Bilindiği gibi Türkiye ancak 2021 yılının sonunda Paris İklim Anlaşması`nı onaylamış ve böylece 2053 yılında net sıfır karbon hedefi koyarak yeni bir döneme girmiştir. Ancak Türkiye henüz kömür kullanımını sonlandırmak için hedef bir tarih belirlemediği gibi yıllar öncesinden koyduğu mevcut kömürlü termik santral kapasitesini iki katına çıkarma ve elektrik üretiminde kömürün payını artırma planlarını Paris İklim Anlaşması`nı onaylamış olmasına rağmen hala inatla sürdürmektedir. Oysa ülkemizin kömürlü termik santrallerini bir plan içinde önümüzdeki on yıllık dönemde kapatması, sera gazı emisyonlarını yüzde 70`in üzerinde azaltmasını sağlayacak ve imzaladığı Paris İklim Anlaşması`na uygun olarak 2053 yılında net sıfır karbon emisyonu hedefine ulaşmasını sağlayacaktır. Diğer yandan linyit madenlerinin açılması için ormanlarımızın ve doğal kaynaklarımızın yok edilmesinin de önüne geçecektir.
“YANGINDAN KURTULAN 750 DÖNÜMLÜK AKBELEN ORMANI GÜVENLİK GÜÇLERİNİN KORUMASI ALTINDA TESTERELERLE YOK EDİLMEYE ÇALIŞILMAKTADIR”
Zaten Muğla ilimizin ormanları Yatağan, Kemerköy ve Yeniköy termik santralleri nedeniyle önemli ölçüde bu santralleri işleten şirketler tarafından tahrip edilmiştir. Yatağan ve çevresi bu tahribatın en yıkıcı örneklerinin görüldüğü bölgelerin başında gelmektedir. Diğer iki termik santral ise sadece Muğla`nın değil; dünyanın önemli doğal güzelliklerinin bulunduğu Gökova`da yer almaktadır. 2021 yılında Muğla`da çıkan ve haftalarca süren orman yangınlarında 16 bin hektardan fazla alanın yanması hala akıllardadır. Farklı noktalarda başlayan orman yangınları Kemerköy ve Yeniköy termik santrallerine kadar ulaşmıştır ve her iki santral de faaliyetlerine bir süre ara vermiş ve önemli bir ormanlık alan kaybı da yaşanmıştır. İşte şimdi bu termik santraller için bu yangından kurtulan 750 dönümlük Akbelen Ormanı güvenlik güçlerinin koruması altında testerelerle yok edilmeye çalışılmaktadır.
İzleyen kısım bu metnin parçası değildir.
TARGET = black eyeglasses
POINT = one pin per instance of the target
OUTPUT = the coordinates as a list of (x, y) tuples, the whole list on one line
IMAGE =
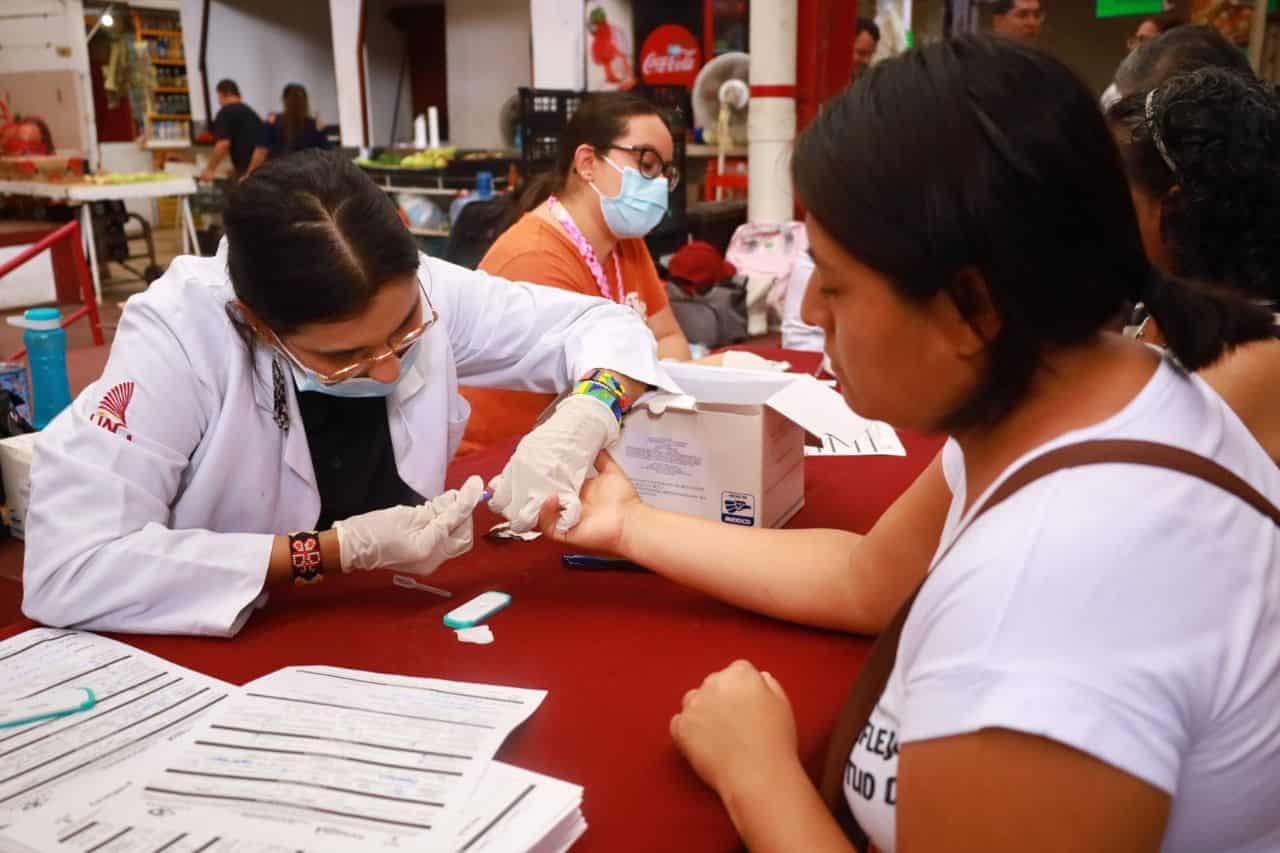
[(650, 163)]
“DEVLET YETKİLİLERİNİN ANAYASAL HAKLARINI KULLANAN BU İNSANLARA KARŞI BİBER GAZLI SERT MÜDAHALESİNİ DERHAL TERK ETMESİ GEREKİR”
1982 Anayasası`nın ‘Ormanların korunması ve geliştirilmesi` başlıklı 169. maddesi ‘Devlet, ormanların korunması ve sahalarının genişletilmesi için gerekli kanunları koyar ve tedbirleri alır` demektedir. Yine Anayasamızın 56. maddesinde ‘Herkes, sağlıklı ve dengeli bir çevrede yaşama hakkına sahiptir. Çevreyi geliştirmek, çevre sağlığını korumak ve çevre kirlenmesini önlemek devletin ve vatandaşların ödevidir` yazmaktadır. Bu bağlamda devlet yetkililerinin doğanın, kurdun, kuşun, yaşama can veren ağacın; yani tüm canlıların hakkını korumak isteyen bölge insanın sesine kulak vermesi ve anayasal haklarını kullanan bu insanlara karşı biber gazlı sert müdahalesini derhal terk etmesi gerekir.
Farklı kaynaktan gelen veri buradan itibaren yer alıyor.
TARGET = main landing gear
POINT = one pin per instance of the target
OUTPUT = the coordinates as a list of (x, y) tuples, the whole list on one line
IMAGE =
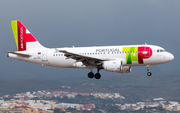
[(148, 69), (97, 75)]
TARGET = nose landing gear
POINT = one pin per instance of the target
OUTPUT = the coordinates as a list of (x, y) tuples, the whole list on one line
[(148, 69)]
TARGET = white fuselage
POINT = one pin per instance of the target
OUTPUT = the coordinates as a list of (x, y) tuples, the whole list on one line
[(52, 57)]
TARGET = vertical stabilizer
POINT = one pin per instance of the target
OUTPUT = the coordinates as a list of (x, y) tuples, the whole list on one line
[(23, 38)]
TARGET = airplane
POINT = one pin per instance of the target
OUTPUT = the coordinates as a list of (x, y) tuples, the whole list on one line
[(119, 59)]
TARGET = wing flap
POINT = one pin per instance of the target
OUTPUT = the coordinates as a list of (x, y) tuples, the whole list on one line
[(86, 60)]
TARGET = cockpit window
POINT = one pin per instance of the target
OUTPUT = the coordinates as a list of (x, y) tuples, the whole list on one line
[(161, 50)]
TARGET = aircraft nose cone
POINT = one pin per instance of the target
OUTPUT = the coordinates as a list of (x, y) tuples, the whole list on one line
[(171, 56)]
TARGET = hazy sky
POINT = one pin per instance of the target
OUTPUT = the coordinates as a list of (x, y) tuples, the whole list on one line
[(59, 23)]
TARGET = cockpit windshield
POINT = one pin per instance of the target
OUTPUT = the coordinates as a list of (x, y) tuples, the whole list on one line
[(161, 50)]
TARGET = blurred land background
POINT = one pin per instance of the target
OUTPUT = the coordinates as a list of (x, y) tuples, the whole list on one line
[(135, 87)]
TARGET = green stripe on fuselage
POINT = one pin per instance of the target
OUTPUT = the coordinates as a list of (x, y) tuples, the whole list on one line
[(131, 54), (15, 31)]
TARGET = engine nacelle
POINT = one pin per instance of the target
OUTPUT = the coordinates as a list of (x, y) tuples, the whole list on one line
[(125, 69), (116, 66)]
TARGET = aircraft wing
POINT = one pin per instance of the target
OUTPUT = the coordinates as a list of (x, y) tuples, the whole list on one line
[(86, 60)]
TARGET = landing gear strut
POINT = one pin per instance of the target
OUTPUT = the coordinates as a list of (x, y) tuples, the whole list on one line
[(148, 69), (97, 75), (91, 75)]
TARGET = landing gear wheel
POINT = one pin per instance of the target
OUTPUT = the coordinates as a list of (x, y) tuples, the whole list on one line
[(97, 76), (91, 75), (149, 73)]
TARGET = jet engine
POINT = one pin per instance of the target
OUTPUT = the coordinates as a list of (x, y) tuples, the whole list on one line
[(116, 66)]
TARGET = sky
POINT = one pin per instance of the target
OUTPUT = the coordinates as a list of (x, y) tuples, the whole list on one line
[(63, 23)]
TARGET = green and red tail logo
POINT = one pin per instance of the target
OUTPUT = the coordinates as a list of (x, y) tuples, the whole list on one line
[(21, 35), (137, 54)]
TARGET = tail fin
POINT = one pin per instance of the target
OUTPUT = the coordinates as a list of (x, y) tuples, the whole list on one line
[(24, 39)]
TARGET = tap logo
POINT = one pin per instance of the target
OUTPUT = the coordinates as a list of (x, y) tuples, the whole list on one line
[(21, 35), (137, 54)]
“AKBELEN`DEN ELİNİZİ ÇEKİN. SAĞLIKLI BİR ÇEVREDE YAŞAM HAKKININ SAVUNUCUSU OLAN TTB, İKİ YILDAN BU YANA OLDUĞU GİBİ SÜRECİN YAKINDAN TAKİPÇİSİ OLACAKTIR”
TTB olarak Akbelen Ormanı`nı korumak için mücadele eden her yaştan İkizköylülerin ve onlara destek veren çevre gönüllülerinin yanındayız. Başta Tarım ve Orman Bakanlığı yetkilileri olmak üzere Akbelen Ormanı`nın yok edilmesine izin veren, bu katliama ses çıkarmayan ve ormanı korumak yerine güvenlik güçleri kanalı ile ormanı yok edenlere destek verenlerin er veya geç hukuk önünde hesap vereceklerini hatırlatmak isteriz. Doğasını savunmak için bölgede olan yaşam savunucularına yönelik şiddetli saldırılar ve hukuksuz gözaltı işlemleri ile TTB`nin de bileşeni olduğu Temiz Hava Hakkı Platformu`nun koordinatörü Deniz Gümüşel hakkında Milas içine girme ve yurtdışına çıkma yasağı verilmesini kınıyoruz. Bir kez daha uyarıyoruz; Akbelen`den elinizi çekin. Sağlıklı bir çevrede yaşam hakkının savunucusu olan TTB, iki yıldan bu yana olduğu gibi sürecin yakından takipçisi olacaktır.”